Qual o potencial do Brasil

biodiversidade do Brasil é a maior do mundo. A variedade de espécies que se encontram no país inclui cerca de 103 mil animais e 43 mil tipos de vegetais, distribuídos em seis biomas terrestres e três ecossistemas marinhos, segundo o Ministério do Meio Ambiente.

A quantidade de formas de vida originárias do país abriga plantas de importância econômica mundial, mas também uma diversidade química e biológica que, de acordo com o artigo de Vanderlan Bolzani, traz oportunidades para a inovação baseada em produtos naturais.

20%

do número total de espécies no mundo podem ser encontradas no Brasil, segundo informações do Ministério do Meio Ambiente

A fraca atuação do Brasil nesse campo se explica por opções que fez no passado. O país apoiou o desenvolvimento econômico na exportação de commodities (produtos básicos, como soja e açúcar) e não investiu em tecnologia para transformá-las em produtos de valor agregado, disse Bolzani ao Nexo Políticas Públicas.

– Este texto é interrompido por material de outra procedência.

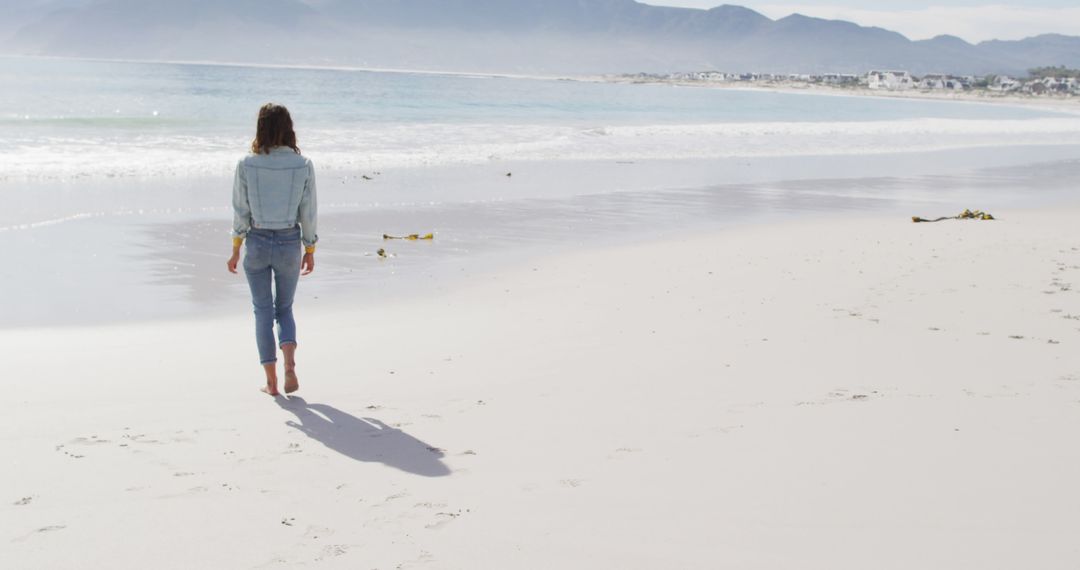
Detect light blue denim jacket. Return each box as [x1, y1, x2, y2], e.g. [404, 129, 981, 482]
[232, 147, 319, 247]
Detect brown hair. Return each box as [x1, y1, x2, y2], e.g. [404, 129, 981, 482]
[252, 103, 300, 154]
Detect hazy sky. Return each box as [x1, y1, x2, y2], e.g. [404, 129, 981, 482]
[638, 0, 1080, 42]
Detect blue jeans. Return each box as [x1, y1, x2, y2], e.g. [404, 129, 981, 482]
[244, 227, 303, 364]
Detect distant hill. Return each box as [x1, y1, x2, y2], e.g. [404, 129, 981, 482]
[0, 0, 1080, 74]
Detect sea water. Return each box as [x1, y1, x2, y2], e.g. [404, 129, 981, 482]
[0, 57, 1080, 326]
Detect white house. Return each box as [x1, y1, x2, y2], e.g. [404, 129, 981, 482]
[866, 71, 915, 91]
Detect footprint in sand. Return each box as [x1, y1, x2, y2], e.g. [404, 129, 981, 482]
[12, 525, 67, 542]
[315, 544, 349, 562]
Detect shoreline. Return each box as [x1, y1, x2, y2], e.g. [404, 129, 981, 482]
[6, 146, 1080, 329]
[600, 76, 1080, 114]
[0, 54, 1080, 113]
[0, 205, 1080, 570]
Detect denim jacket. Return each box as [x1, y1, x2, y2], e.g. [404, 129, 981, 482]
[232, 147, 319, 247]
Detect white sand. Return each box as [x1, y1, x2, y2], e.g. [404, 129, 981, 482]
[0, 208, 1080, 570]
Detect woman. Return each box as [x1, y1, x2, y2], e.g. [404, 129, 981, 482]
[228, 103, 319, 396]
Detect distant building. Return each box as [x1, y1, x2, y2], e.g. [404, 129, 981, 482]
[821, 73, 859, 85]
[866, 71, 915, 91]
[918, 73, 964, 91]
[986, 76, 1021, 91]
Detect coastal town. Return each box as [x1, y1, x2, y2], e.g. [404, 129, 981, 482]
[615, 67, 1080, 98]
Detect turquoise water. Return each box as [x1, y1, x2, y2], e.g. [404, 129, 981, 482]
[0, 58, 1054, 130]
[0, 57, 1080, 181]
[0, 58, 1080, 327]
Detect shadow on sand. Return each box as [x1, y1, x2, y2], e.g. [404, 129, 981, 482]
[274, 396, 450, 477]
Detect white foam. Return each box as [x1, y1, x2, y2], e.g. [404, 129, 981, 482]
[0, 118, 1080, 180]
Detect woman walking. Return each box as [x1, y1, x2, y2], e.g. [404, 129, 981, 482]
[228, 103, 319, 396]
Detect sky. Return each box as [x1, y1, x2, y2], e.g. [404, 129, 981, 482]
[638, 0, 1080, 43]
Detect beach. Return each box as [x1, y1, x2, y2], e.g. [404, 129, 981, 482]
[6, 205, 1080, 569]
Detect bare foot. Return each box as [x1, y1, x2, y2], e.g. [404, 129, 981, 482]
[285, 370, 300, 394]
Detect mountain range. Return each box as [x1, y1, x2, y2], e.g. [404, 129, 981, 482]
[0, 0, 1080, 74]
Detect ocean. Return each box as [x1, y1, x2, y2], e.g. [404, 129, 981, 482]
[0, 57, 1080, 326]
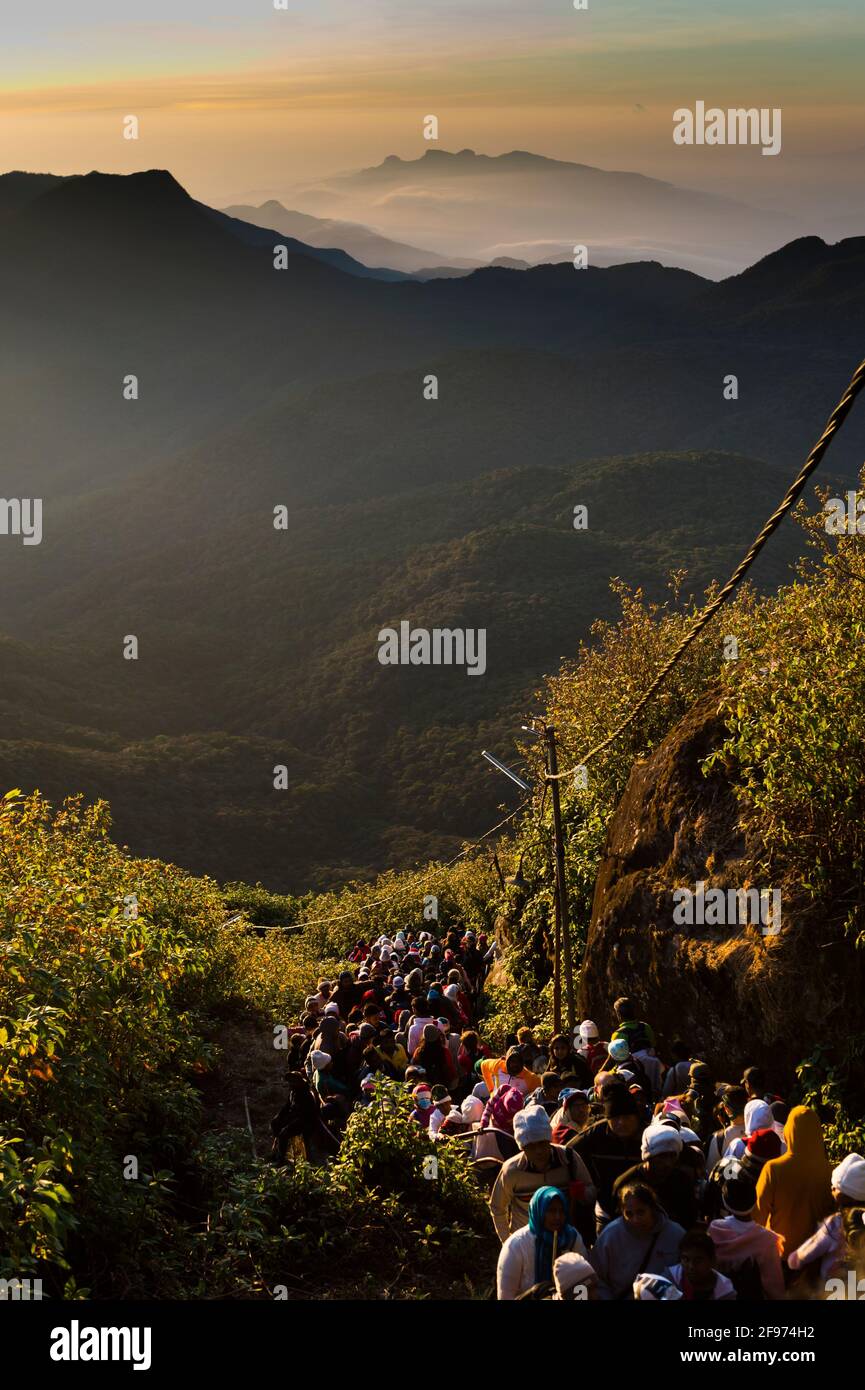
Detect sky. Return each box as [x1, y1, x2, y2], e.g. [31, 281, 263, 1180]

A soja, por exemplo, é uma commodity. A isoflavona de soja (substância extraída do grão e usada para aliviar sintomas da menopausa) tem valor agregado e é um produto que demanda maior tecnologia para ser produzido, assim como outros do ramo da bioeconomia.

“Acho que, nos últimos 15 ou 20 anos, o país fez uma opção suicida de deixar de investir em alta tecnologia e começar a importar tudo, porque na época era conveniente, barato”, afirmou Bolzani. “Muitos setores nacionais deixaram de produzir. Mas hoje já não é tão fácil importar, por agora temos a alta do dólar.”

FOTO: AGÊNCIA BRASIL
Homem sem camisa está sozinho num pequeno barco, remando num grande rio. Atrás aparece a vegetação verde.
 HOMEM REMA EM BALSA NA AMAZÔNIA

Além da falta de tecnologia, Bolzani criticou o desmatamento em biomas como a Amazônia. Segundo a pesquisadora, ele traz prejuízos para o conhecimento da biodiversidade. “Não são todos os lugares que têm florestas como a nossa. Quando você perde essa informação biológica [com o desmate], ela não tem volta.”

O artigo que Bolzani escreveu com Marilia Valli defende que o Brasil invista em educação, ciência e infraestrutura para mudar esse cenário. As pesquisadoras afirmaram que o país tem condições de se tornar o líder em uma transição para uma economia sustentável, baseada no uso racional de produtos naturais fabricados com alta tecnologia.

Para tentar resolver um problema que pode ser de acesso à informação, o artigo apresenta o NuBBE, banco de dados de produtos naturais da biodiversidade brasileira. A base disponibiliza 2.223 estruturas de produtos naturais on-line e fornece informações sobre as substâncias. A criação é de Marilia Valli com orientação de Bolzani.